This piece was originally published in the Toronto Star.
In the autumn of 2023, climate policy in Canada was feeling shaky: the vibes, as the kids say, were off.
The draft Clean Electricity Regulations, released in August, were facing ill-founded criticisms from the Prairies; the consumer carbon price was proving a tough sell at a time when a box of cereal was costing $8. (Even though we all know that the carbon price doesn’t raise the price of groceries and most households, especially low-income ones, get back more in rebates than they pay — right?) The federal decision to remove the carbon price from heating oil in the Maritimes turned out to be like throwing water on a grease fire: it did the opposite of putting the fire out, and left a big mess behind.
My natural optimism took a bit of a beating this fall. If you had asked me in October how I felt about climate policy in Canada, I would have answered you truthfully: “not great.”
But I had underestimated 2023. As it turned out, the year finished strong, giving Canada’s clean energy transition a welcome boost of momentum.

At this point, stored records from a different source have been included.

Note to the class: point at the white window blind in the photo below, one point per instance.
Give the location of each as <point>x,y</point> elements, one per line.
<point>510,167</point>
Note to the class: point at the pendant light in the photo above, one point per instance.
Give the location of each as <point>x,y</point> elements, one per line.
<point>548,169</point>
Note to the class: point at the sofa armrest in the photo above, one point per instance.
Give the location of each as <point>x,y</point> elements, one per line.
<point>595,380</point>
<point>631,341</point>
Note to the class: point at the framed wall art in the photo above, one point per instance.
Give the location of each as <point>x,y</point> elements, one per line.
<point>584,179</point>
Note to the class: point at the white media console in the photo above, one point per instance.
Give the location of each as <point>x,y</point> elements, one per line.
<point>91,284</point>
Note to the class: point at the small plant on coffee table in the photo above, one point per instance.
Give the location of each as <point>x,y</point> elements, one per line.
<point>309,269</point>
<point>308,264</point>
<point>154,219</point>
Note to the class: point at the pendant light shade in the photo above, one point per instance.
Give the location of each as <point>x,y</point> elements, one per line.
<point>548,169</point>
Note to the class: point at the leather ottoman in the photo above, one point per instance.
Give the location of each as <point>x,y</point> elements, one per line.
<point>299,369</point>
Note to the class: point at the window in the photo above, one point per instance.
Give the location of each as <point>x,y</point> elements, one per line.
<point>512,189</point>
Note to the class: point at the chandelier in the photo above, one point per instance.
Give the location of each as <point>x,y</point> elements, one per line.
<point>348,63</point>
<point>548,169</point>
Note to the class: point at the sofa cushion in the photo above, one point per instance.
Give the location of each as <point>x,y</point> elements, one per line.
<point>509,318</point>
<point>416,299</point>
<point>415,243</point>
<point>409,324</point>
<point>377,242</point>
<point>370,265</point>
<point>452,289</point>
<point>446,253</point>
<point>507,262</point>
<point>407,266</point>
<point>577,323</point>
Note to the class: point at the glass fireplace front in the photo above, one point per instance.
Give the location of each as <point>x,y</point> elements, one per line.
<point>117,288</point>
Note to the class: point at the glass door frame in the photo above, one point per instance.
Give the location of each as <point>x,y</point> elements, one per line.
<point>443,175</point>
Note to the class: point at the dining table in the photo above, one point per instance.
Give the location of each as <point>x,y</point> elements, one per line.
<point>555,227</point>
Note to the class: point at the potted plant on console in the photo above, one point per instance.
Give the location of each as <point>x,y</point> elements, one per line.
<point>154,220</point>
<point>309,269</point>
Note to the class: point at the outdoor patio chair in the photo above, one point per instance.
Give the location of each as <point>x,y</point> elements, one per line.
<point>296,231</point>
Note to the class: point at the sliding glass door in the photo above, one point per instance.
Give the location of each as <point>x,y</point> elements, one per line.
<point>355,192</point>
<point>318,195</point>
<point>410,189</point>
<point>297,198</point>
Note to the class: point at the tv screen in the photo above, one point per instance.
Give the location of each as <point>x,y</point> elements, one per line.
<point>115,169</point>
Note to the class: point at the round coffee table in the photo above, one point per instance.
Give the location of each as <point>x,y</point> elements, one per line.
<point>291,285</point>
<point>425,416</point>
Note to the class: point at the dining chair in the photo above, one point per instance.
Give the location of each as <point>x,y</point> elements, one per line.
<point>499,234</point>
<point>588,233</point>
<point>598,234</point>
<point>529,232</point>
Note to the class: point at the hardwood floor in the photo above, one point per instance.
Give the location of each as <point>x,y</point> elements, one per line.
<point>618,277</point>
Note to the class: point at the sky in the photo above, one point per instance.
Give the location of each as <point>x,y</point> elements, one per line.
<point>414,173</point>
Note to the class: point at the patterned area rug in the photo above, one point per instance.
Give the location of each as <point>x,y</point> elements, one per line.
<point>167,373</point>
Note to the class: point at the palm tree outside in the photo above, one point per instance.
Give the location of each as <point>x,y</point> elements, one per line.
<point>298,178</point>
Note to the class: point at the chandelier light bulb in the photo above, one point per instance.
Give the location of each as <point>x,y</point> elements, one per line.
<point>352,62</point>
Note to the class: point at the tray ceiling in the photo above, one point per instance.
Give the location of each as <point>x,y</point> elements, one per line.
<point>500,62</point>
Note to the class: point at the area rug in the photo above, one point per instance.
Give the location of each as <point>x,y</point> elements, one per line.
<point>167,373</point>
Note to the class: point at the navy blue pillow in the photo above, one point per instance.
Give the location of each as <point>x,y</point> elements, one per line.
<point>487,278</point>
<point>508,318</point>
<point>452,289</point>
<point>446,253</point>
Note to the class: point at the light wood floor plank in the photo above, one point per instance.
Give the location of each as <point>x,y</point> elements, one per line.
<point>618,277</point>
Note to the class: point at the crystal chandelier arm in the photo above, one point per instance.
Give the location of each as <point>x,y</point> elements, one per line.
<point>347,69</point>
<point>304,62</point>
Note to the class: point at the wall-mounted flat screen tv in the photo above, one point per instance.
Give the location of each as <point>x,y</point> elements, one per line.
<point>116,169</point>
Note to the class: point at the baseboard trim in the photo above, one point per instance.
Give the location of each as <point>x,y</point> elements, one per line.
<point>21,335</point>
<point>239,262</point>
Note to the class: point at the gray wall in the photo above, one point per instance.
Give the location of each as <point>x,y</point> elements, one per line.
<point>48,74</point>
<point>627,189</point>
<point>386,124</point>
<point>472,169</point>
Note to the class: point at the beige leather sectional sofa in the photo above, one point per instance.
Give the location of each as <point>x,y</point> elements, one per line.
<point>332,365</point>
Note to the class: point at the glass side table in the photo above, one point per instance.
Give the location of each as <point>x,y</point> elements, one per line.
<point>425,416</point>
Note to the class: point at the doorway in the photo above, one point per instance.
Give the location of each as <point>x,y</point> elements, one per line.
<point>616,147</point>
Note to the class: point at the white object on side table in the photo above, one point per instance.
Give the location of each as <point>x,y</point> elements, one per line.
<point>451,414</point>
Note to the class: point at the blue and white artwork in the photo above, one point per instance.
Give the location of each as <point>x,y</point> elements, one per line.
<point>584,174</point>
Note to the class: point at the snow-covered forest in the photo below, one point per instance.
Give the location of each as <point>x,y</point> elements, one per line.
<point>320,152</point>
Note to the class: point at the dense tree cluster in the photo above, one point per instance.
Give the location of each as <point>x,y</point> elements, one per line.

December alone saw a series of consequential announcements that lay the groundwork for deep emissions reductions. The draft regulations to reduce methane emissions, announced in early December, aim to reduce the release of this potent planet-warming pollutant from the upstream oil and gas sector by 75 per cent below 2012 levels by 2030: this is a big deal. Reducing methane is widely considered one of the cheapest and most effective ways to cut fossil fuel pollution, and because methane only sticks around for about 12 years in the atmosphere, getting a handle on methane can help with the severity of climate effects in the short term.

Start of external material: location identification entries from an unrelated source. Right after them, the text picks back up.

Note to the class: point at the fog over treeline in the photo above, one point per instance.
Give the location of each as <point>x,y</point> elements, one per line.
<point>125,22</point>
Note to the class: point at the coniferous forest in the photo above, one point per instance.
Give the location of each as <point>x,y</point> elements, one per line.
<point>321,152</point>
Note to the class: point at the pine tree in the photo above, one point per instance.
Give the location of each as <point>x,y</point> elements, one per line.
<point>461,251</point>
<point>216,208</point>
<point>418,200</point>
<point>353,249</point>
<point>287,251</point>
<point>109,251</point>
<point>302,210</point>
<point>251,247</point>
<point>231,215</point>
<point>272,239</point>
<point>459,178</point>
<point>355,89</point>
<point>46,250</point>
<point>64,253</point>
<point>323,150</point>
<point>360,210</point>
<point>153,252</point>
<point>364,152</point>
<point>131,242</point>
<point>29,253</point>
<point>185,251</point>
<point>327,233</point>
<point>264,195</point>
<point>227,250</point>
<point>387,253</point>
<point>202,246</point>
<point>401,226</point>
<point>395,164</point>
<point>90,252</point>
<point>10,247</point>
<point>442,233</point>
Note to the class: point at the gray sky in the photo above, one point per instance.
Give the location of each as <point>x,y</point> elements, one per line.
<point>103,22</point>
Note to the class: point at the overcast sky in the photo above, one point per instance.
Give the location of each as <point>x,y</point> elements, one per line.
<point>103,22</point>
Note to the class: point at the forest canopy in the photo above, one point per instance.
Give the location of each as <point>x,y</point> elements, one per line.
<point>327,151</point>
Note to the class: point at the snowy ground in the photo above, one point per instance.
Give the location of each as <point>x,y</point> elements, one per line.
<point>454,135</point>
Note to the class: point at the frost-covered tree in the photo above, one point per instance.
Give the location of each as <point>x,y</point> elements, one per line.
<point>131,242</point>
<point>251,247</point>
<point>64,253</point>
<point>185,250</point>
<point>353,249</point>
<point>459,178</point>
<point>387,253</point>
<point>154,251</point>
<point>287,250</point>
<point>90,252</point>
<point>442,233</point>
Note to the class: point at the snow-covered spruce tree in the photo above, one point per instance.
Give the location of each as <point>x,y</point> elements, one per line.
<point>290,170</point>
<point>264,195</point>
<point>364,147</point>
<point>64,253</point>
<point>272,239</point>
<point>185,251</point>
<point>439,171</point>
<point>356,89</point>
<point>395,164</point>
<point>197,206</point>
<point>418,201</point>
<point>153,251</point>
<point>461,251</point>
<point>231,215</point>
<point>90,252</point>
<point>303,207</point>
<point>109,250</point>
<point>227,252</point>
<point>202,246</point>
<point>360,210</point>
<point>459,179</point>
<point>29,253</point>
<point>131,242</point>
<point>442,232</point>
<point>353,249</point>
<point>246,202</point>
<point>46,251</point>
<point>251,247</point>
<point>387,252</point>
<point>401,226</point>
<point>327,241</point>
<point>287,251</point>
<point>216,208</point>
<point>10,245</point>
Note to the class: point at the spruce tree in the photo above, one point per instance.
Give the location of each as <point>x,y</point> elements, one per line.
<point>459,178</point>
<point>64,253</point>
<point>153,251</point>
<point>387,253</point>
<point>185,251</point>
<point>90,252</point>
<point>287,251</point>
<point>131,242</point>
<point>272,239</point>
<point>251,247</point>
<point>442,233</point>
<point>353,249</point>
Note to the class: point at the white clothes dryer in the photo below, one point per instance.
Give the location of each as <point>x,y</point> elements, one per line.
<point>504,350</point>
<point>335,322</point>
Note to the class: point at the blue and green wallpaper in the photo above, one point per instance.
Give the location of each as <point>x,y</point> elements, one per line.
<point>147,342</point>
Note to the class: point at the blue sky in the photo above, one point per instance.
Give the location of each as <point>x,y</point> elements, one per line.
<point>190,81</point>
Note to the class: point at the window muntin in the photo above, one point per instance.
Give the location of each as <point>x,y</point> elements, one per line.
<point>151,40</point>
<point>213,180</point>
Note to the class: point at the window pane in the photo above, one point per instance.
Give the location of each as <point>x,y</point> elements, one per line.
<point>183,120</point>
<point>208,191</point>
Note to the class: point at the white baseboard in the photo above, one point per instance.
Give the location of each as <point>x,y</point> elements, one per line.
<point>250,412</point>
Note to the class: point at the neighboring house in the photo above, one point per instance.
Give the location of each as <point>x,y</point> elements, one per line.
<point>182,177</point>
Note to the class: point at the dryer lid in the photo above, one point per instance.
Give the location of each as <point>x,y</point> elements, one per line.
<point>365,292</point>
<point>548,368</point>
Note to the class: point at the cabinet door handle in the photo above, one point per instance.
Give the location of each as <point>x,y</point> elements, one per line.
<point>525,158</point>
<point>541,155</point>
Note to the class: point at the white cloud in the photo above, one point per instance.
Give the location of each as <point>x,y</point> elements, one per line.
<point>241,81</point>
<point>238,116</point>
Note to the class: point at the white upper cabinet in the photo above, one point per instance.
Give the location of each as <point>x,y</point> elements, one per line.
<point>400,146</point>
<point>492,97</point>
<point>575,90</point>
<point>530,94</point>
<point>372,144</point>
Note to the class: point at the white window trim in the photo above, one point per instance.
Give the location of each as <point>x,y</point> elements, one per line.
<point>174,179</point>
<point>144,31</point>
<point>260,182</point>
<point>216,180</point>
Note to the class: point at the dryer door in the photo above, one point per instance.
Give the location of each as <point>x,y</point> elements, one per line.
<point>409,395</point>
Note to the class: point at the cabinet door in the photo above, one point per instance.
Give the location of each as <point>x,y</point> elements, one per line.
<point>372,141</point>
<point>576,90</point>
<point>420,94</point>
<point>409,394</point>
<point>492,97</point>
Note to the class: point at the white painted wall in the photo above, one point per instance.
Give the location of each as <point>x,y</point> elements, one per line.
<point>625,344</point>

The methane regulations were an important stepping stone to what came immediately after: namely the regulatory framework for the oil and gas sector emissions cap, which outlined an approach to the sector that is both reasonable and necessary. Oil and gas production is the single biggest and stubbornly still growing source of heat-trapping pollution in the country, and the sector’s backsliding is wiping out climate progress in other parts of the economy.

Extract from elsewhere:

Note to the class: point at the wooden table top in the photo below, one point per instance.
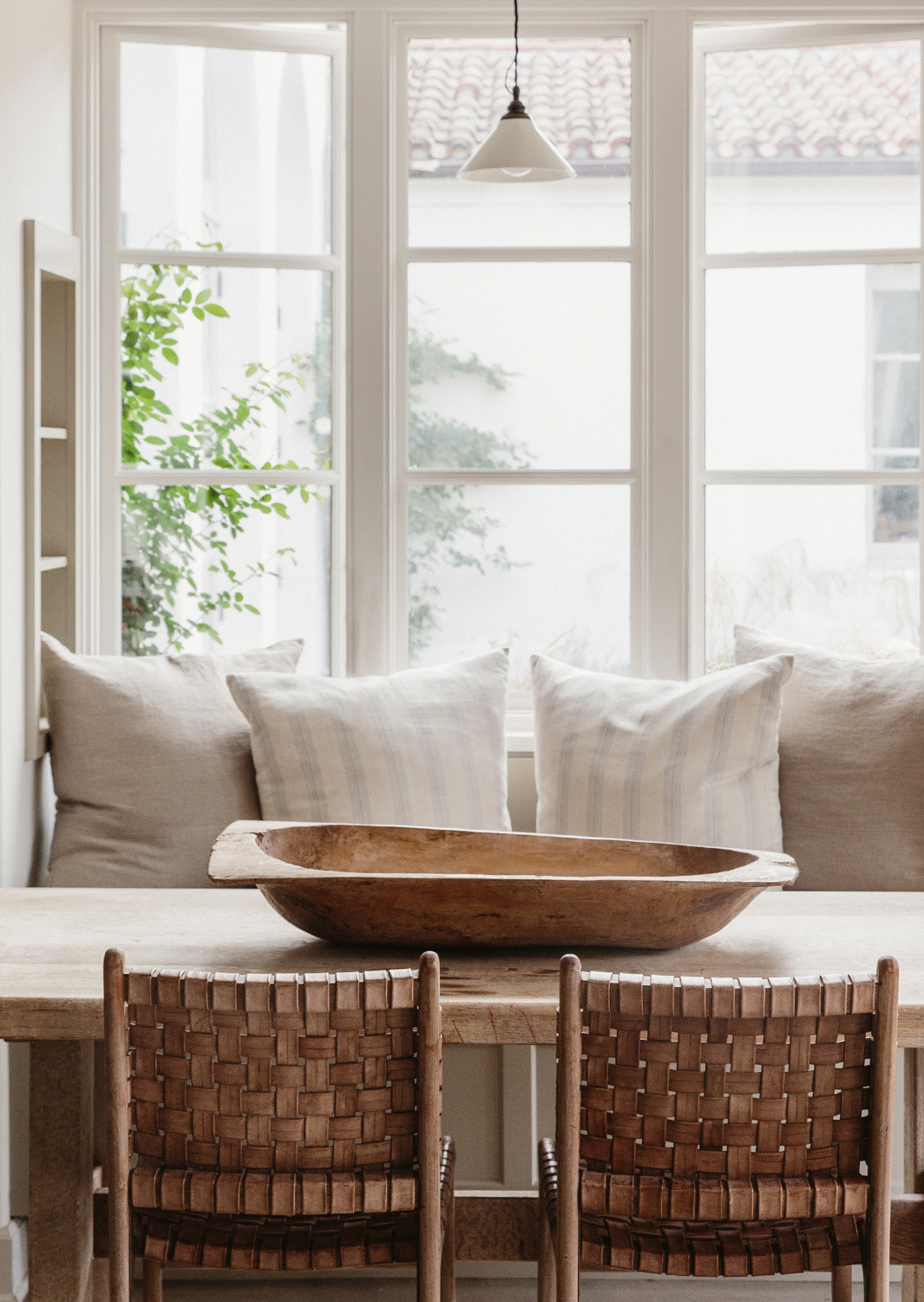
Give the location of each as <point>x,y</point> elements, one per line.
<point>52,944</point>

And to round out December’s federal policy hat trick, the Zero-Emissions Vehicle regulations were released, which will clean up Canada’s air and make it easier for Canadians, most of whom want their next vehicle to be electric, to buy one. EVs are easier on the planet, and on the wallet: analysis by Clean Energy Canada of popular Canadian EV models showed that Canadians who drive electric vehicles are saving a bundle—often $10,000 or more in ownership costs—compared to those driving equivalent gas-powered vehicles. More than a dozen countries have similar policies to what Canada introduced, requiring new vehicle sales to be 100 per cent electric by 2035 or sooner.
In addition to these December announcements, several other major policy pieces moved forward in 2023, either being put into law or edging closer to implementation: the Clean Fuel Regulations, updated carbon pricing, and draft Clean Electricity Regulations. The National Adaptation Strategy was finalized in June of this year—an essential building block to protect Canadians from the effects of climate change. That never felt more essential than the month it was finalized, after weeks of wildfire smoke polluting the air in communities across the country, and devastating floods in Nova Scotia.
Of course, it’s one thing to develop and announce policy: the real question is, will it do the job to reduce emissions? I don’t have a crystal ball, but I do have some independent analysis of the 2023 Emissions Reduction Plan progress report released this month, which shows that current policies are working, and that Canada is on track to achieve between 85 and 90 per cent of its 2030 emissions target.
In my line of work, it’s a bit of a cliché that every policy announcement is greeted by hearty applause, followed by the pronouncement that “more work is needed!” But it’s also the truth: more work is needed, and quickly, too. The rush of announcements this December provided a welcome boost of momentum, but now the whole country, including every provincial government, needs to keep things rolling, moving these policies from proposals and drafts to legislation, as quickly as we can, without any backsliding or delay.